Fortuitously, the fake birth records allow Mickey to pass as a 12-year-old, making him eligible for another year of Little League, and coach Tony Bracey (a nice turn by vet character actor Mike Starr) is delighted to have such a terrific pitcher in his lineup. Trouble is, as the Vegas team triumphs over state and regional opponents, Mickey attracts increasing media attention for his MVP prowess. Glen fears IRS investigators will take notice, as Mickey and his teammates prepare for a championship game with a visiting Cuban team at the Little League World Series in Williamsport, Pa.
Grisham — who makes a cameo as a Little League official — adds a touch of political intrigue to the mix by introducing a conservative Florida senator (Peter Gill) who’s hell-bent on preventing the Cubans from participating in an all-American sporting event. Plot twist turns out to be yet another clever ploy from a novelist famous for such subterfuge. The alliance of a Castro-hating senator, IRS agents and Little League president (Richard Fullerton) enables “Mickey” to have the best of both worlds — an emotionally satisfying victory and a cautionary “Kids, don’t try this at home!” message — in the final scenes.
Despite telltale evidence of budgetary constraints — production values are at direct-to-video level — helmer Hugh Wilson (“Blast From the Past”) delivers a reasonably well-crafted piece of work. Baseball sequences are unusually persuasive. Off-the-field drama is rarely suspenseful but never less than involving.
Salinas is convincing as juve athlete and acquits himself without too much visible strain in dramatic scenes. Michelle Johnson, all grown up since her attention-grabbing debut as Michael Caine’s teen seducer in “Blame It on Rio” (1984), is largely wasted in the thankless role of a school principal whose kinda-sorta romantic involvement with Glen is not so much announced as evasively implied.

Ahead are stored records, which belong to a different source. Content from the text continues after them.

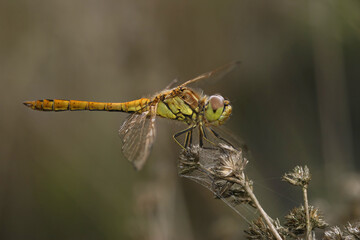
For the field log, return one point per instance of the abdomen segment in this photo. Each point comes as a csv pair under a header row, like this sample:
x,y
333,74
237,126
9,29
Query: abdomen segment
x,y
139,105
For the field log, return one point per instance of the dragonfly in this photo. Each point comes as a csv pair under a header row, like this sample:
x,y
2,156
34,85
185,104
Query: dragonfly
x,y
180,103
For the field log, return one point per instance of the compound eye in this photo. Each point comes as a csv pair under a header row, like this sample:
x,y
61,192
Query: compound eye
x,y
216,102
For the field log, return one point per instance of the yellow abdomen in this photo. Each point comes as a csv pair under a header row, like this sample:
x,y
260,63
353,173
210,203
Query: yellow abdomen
x,y
139,105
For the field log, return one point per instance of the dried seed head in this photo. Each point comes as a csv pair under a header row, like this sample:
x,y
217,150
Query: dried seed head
x,y
299,176
353,230
231,163
296,220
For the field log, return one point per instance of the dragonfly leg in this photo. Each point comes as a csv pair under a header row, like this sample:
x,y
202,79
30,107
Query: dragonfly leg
x,y
203,136
221,138
188,139
176,135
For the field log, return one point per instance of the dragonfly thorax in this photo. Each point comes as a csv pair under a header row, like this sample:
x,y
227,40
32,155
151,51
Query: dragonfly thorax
x,y
217,110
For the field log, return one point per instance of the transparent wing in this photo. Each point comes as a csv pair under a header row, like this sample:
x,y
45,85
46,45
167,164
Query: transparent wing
x,y
138,134
215,74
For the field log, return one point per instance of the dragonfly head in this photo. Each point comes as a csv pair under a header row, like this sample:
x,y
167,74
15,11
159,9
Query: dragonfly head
x,y
217,110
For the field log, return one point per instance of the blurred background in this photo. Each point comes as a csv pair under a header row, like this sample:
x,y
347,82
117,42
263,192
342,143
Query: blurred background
x,y
295,102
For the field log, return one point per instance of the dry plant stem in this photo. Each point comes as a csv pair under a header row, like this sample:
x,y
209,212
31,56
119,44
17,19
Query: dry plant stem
x,y
264,215
306,203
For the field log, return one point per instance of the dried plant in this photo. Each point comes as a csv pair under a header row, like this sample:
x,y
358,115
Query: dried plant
x,y
222,170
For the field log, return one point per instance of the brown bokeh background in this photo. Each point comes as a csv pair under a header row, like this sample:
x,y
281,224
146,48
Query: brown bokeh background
x,y
295,99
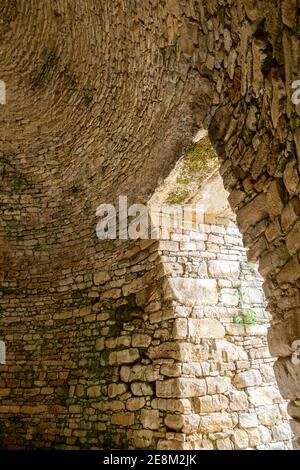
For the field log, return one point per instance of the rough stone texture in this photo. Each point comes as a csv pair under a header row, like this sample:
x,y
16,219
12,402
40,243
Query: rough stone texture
x,y
152,75
175,370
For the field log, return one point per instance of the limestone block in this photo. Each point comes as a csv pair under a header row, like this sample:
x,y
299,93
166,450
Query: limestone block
x,y
295,426
182,405
290,213
224,444
191,292
125,356
139,340
293,239
181,388
248,420
185,352
240,439
250,378
291,271
180,329
238,401
94,391
282,432
269,415
116,389
2,353
291,177
258,436
229,297
252,213
150,419
217,385
289,12
212,404
101,278
288,378
215,422
141,389
229,352
171,370
273,230
220,269
205,328
123,419
275,198
174,422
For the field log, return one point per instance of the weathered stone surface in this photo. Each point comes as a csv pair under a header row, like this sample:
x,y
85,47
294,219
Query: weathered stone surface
x,y
181,388
116,389
215,422
252,213
150,419
101,278
264,396
214,403
249,378
224,269
205,328
139,373
80,296
141,389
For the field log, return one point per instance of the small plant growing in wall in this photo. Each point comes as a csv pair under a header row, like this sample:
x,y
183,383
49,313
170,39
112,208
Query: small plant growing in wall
x,y
248,315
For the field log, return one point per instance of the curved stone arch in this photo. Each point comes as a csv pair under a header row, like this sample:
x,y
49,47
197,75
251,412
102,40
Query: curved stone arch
x,y
228,66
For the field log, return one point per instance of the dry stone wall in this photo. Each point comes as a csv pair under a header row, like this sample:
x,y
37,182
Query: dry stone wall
x,y
157,361
75,133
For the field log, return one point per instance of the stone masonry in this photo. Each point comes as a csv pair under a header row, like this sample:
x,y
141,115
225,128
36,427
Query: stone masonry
x,y
102,98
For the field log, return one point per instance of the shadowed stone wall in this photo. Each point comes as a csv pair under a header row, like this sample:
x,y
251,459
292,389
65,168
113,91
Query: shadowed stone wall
x,y
102,98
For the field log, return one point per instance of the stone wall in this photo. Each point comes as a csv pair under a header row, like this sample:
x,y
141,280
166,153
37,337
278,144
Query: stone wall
x,y
158,361
77,133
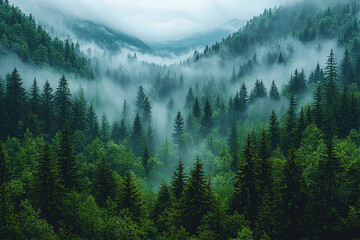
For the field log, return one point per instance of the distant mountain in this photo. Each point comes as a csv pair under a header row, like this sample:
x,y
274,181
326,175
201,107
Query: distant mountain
x,y
104,36
203,38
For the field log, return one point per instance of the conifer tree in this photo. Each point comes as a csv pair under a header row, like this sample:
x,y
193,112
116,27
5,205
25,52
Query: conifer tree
x,y
265,164
330,86
292,197
190,97
274,92
68,168
62,103
137,136
15,100
244,198
196,108
131,198
179,128
47,110
178,181
104,185
207,118
234,144
48,190
92,130
194,202
274,130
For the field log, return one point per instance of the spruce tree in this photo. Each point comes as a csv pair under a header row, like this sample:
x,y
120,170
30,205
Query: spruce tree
x,y
178,181
293,198
47,187
274,92
194,202
179,128
131,198
274,130
234,144
67,163
244,198
137,136
62,103
207,118
104,185
196,108
47,110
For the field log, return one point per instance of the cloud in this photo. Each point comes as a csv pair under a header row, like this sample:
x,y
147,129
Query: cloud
x,y
155,20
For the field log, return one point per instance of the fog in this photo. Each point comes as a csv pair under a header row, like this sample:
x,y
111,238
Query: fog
x,y
153,21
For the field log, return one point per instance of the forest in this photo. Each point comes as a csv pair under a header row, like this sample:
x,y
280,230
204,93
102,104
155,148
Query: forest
x,y
232,156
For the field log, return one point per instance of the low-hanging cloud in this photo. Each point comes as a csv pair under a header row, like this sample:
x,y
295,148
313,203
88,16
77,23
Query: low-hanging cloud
x,y
156,20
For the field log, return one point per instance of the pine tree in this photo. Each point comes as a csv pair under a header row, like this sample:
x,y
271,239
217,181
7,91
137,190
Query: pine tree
x,y
274,92
47,110
244,198
234,144
15,100
293,198
289,135
244,97
194,202
48,190
131,198
179,128
207,118
274,130
137,136
178,181
68,168
190,97
196,108
265,164
146,116
92,131
330,86
140,99
104,185
62,103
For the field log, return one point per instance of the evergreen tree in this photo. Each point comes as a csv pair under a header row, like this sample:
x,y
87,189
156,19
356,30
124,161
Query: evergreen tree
x,y
92,131
15,100
62,103
330,86
137,136
265,164
244,97
196,108
289,129
104,185
244,198
67,163
178,181
293,199
207,118
234,144
179,128
274,130
194,202
190,97
131,198
47,111
48,190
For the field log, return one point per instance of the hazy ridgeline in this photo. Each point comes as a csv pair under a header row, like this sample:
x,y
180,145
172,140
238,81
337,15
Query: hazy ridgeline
x,y
254,137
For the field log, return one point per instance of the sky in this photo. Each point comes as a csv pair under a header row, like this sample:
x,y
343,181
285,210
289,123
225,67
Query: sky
x,y
154,20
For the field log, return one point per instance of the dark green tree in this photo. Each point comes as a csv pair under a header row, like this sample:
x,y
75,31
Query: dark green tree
x,y
68,168
62,103
104,185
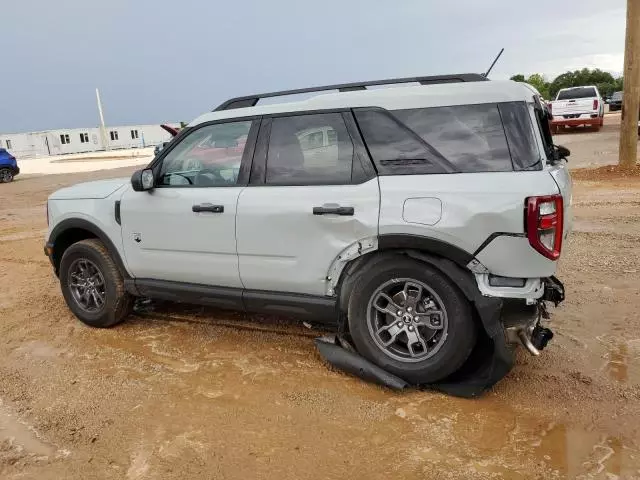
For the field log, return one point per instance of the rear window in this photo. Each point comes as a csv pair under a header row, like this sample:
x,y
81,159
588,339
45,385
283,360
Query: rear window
x,y
578,92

“Mickey” clearly was a labor of love for co-producers Grisham and Wilson, who opted to self-release after failing to score a distribution deal with Hollywood major leaguers. (Pic has a 2001 copyright date.)
For the record, the Little League drama is Grisham’s second original screenplay to be produced but the first for which he receives official onscreen credit. He reportedly insisted on using the pseudonym Al Hayes after helmer Robert Altman substantially rewrote his scenario for “The Gingerbread Man” (1998). Credits for “Gingerbread Man” list Grisham only as author of the “original story.”